Le formidable élan de générosité à l’occasion de l’incendie de Notre-Dame a révélé toute l’ambiguïté française vis-à-vis du don et du mécénat. Nos concitoyens ont, dans le même temps, salué la réactivité et l’ampleur des engagements financiers, dénoncé les avantages fiscaux qui en découlent, accablé l’État défaillant de s’en remettre au privé et reproché que des causes sociales ou écologiques ne suscitent pas pareille mobilisation. Part importante de la philanthropie, le mécénat d‘entreprise n’a pas été épargné.
Pareille cacophonie n’est pas le fruit du hasard : alors même que la France, avec la loi Aillagon, s’est dotée en 2003 d’un des régimes fiscaux les plus favorables au monde, elle n’a, depuis, jamais expliqué clairement ce qu’est le mécénat d’entreprise : une politique au service de l’intérêt général qui vise à mobiliser la puissance économique des entreprises au bénéfice de grands enjeux de société. Elle ne l’a pas accompagné d’une pédagogie, indispensable pourtant, sur l’utilité du mécénat d’entreprise dans un pays où l’État se veut Providence, et sur le rôle de l’entreprise, qui ne se résume pas à la seule réalisation de profits!
Cette forme d’engagement des entreprises a pourtant connu un développement exponentiel avec 80 000 entreprises aujourd’hui mécènes (x 2,5 en 6 ans) pour un montant de €2Mrd répartis à parts quasi égales entre le social, la culture et l’éducation. Il est aussi une composante accélératrice de l’engagement des entreprises : si 11% des entreprises françaises ont une politique RSE, elles sont 22% chez les entreprises mécènes.
Enfin, si 96% des mécènes sont des TPE et PME, et 0,3% des grandes entreprises, ces dernières concentrent à elles seules 57% des dons (€960M en 2017). Ce chiffre peut interpeller mais n’oublions pas qu’il intègre les centaines de millions d’euros du don en nature (denrées par ex.), sur lesquels reposent notamment un tiers de l’aide alimentaire au plus démunis et une partie des entreprises sociales de l’économie circulaire.
Pourtant, malgré cette croissance forte du mécénat en nombre comme en volume, un énorme potentiel de développement nécessaire au pays reste à mobiliser, puisque moins d’une entreprise sur dix en France est mécène. Aussi, à l’heure où la loi Pacte propose aux entreprises de se doter d’une raison d’être au service de l’intérêt collectif, le moment semble propice à construire une politique ambitieuse, qui aborde le mécénat comme un investissement public-privé au service de l’intérêt général.

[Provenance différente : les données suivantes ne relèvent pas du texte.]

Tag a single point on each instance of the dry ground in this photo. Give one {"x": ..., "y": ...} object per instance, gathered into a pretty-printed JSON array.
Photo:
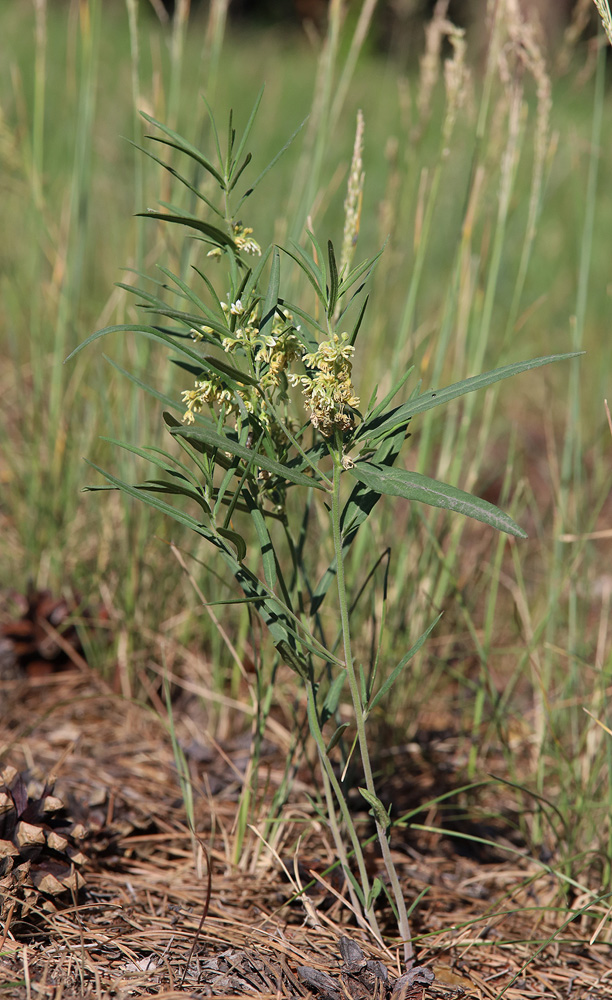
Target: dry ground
[{"x": 132, "y": 931}]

La relation créée par le mécénat entre entreprise et intérêt général constitue l’un des leviers d’une vision nouvelle du capitalisme, qui changerait son rapport à la performance, en y intégrant l’impact social et environnemental, son rapport au temps, en s’éloignant du court-termisme. Mais il faudra sans doute encore beaucoup de volonté, d’énergie et de… temps, pour constater l’impact de ce qui paraît une inflexion majeure.